Un grito. Regina chilló apretando los dientes, su rostro bañado por el sudor y la vena latiendo en su frente.
-¡Eso amor! ¡Ya viene!- Swan alentó secando el sudor de la cabeza de la morena
-¡Muy bien! ¡Empuja!- el médico dijo por última vez y el llanto estridente de la bebé llenó la sala.
Regina se recostó aliviada y una sonrisa enorme brotó en sus labios. Emma lloraba sin darse cuenta. Asistir a la llegada de un bebé al mundo era algo mágico, independiente de las veces que pasara por aquello, siempre era especial, una alegría inconmensurable. Aquel amor que ambas ya nutrían se esparcía por cada célula.
¿Era posible cultivar tanto amor? ¿Había espacio en sus corazones? Sí, siempre habría.
Las madres pensaban lo mismo y la mezcla de alegría y amor se reflejó en las lágrimas. El médico colocó a la pequeña sobre el pecho de la morena, la niña aún lloraba fuertemente, ¡qué pulmones! Regina, emocionada, agarró aquella frágil vida con manos leves, respiraba como si su bien más preciado estuviera en el sitio más protegido del mundo. De hecho, lo estaba.
Regina miró a la esposa como si pidiera permiso para algo, entre miradas conversaban y con la misma mirada Emma respondió afirmativamente. Podría darle el nombre que deseara.

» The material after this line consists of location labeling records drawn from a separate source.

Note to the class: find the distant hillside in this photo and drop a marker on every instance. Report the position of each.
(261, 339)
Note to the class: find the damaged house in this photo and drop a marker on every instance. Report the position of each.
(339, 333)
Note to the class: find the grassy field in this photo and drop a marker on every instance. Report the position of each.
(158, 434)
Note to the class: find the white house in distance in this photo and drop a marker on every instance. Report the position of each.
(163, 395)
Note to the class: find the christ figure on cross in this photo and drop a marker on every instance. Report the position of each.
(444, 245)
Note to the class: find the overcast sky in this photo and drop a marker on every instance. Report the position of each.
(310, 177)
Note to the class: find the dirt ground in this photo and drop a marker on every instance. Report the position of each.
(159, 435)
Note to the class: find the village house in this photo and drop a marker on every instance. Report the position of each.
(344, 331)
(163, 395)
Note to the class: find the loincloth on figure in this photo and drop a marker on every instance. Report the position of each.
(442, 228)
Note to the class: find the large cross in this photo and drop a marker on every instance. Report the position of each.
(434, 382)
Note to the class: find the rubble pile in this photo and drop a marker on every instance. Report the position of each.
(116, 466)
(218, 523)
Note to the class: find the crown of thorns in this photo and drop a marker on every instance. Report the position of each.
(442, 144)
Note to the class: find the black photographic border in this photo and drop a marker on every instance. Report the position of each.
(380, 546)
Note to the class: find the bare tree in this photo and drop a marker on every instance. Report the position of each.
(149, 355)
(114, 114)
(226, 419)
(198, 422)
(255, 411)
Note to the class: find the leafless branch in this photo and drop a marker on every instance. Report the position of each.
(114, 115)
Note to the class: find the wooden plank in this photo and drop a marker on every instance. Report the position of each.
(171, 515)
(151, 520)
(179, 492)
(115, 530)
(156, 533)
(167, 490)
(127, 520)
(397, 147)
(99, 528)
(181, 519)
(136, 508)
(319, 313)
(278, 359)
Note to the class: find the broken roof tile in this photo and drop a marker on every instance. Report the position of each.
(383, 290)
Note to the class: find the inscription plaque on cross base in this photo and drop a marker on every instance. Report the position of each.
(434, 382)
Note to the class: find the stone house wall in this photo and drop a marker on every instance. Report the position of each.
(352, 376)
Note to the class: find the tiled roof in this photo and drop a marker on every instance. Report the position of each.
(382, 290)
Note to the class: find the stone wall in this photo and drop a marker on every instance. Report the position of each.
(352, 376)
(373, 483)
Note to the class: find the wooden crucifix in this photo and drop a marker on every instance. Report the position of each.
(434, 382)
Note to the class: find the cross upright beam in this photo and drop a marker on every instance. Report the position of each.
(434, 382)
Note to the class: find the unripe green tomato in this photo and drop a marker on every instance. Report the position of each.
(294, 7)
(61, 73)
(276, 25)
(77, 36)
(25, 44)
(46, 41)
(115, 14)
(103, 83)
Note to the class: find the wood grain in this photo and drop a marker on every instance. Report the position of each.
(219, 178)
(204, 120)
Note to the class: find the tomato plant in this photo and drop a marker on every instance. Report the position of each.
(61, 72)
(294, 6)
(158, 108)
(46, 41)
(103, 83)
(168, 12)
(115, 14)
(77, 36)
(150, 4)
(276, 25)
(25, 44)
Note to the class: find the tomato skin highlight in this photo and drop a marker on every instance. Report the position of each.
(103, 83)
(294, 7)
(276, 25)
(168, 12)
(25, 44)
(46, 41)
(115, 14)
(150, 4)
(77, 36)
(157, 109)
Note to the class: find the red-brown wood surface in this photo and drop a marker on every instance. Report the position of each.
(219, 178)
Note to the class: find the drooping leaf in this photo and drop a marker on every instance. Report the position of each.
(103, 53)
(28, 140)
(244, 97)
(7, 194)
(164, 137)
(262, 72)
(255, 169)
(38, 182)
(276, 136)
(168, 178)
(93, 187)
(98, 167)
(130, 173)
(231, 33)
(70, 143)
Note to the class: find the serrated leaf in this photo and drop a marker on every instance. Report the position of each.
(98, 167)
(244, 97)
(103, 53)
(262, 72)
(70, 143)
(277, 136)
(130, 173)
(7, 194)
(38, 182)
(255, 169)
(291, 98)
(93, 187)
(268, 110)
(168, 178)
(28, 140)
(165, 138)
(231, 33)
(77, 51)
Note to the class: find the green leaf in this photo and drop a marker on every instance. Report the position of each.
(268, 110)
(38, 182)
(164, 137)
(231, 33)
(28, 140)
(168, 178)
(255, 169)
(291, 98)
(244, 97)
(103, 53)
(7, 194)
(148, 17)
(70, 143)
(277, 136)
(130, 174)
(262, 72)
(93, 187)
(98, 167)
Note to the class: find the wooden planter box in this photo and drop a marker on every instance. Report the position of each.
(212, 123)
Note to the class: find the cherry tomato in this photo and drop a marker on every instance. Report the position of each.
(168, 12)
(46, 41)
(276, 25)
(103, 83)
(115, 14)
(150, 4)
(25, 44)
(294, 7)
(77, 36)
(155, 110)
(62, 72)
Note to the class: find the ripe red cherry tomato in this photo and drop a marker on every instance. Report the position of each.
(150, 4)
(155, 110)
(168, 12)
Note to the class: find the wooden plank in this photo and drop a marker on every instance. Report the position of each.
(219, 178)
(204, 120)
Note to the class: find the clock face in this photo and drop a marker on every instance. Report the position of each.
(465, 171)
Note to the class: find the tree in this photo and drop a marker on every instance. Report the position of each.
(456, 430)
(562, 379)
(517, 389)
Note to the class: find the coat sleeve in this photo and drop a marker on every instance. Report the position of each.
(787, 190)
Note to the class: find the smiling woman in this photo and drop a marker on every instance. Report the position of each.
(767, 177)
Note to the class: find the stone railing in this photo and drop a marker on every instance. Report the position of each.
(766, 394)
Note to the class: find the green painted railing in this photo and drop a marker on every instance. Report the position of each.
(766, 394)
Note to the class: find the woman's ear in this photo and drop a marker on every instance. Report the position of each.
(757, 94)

-Oh Lana…- acarició el rostrito –Hola, mi amor…No llores, estamos aquí…tus madres…- acarició la espalda y ella finalmente dejó de llorar, parecía más calmada.
-Hey, pequeña…- Emma agarró la minúscula mano y besó la cabeza de la esposa enseguida –Nuestra pequeña Lana…- sonrió con los ojos llorosos –Mi pandita debe estar loca por salir también…- acarició el vientre, tras las horas de tensión su bebé se había relajado, parecía celebrar el nacimiento de la hermana, pues Emma sentía como si diera vueltas –Estaba ansiosa por conocerte, pequeña Lana…-sonrió de oreja a oreja a la hija.
Lana era blanquita, había heredado la piel de nieve de Emma y los labios gruesitos como los de Regina, a pesar de ser hija biológica de la rubia, el donante escogido tenía las características más marcadas de la morena, los cabellos oscuros contrastaban con las mejillas rosadas. Hermosa, Emma estaba tan tonta con aquella belleza que apenas podía dejar de mirarla, al igual que con Henry, ansiaba tener a las hijas en sus brazos.
Regina reposaba inquieta en la cama del cuarto. Cora estaba a su lado preparando las cosas para la llegada de la nieta. Emma fue llevada a otra sala para medirle la presión, habían sido demasiadas emociones para un día. Mills estaba a punto de levantarse de esa cama e ir tras la esposa. ¿Y si la rubia se sentía mal? ¿Y si su hija iba a nacer también?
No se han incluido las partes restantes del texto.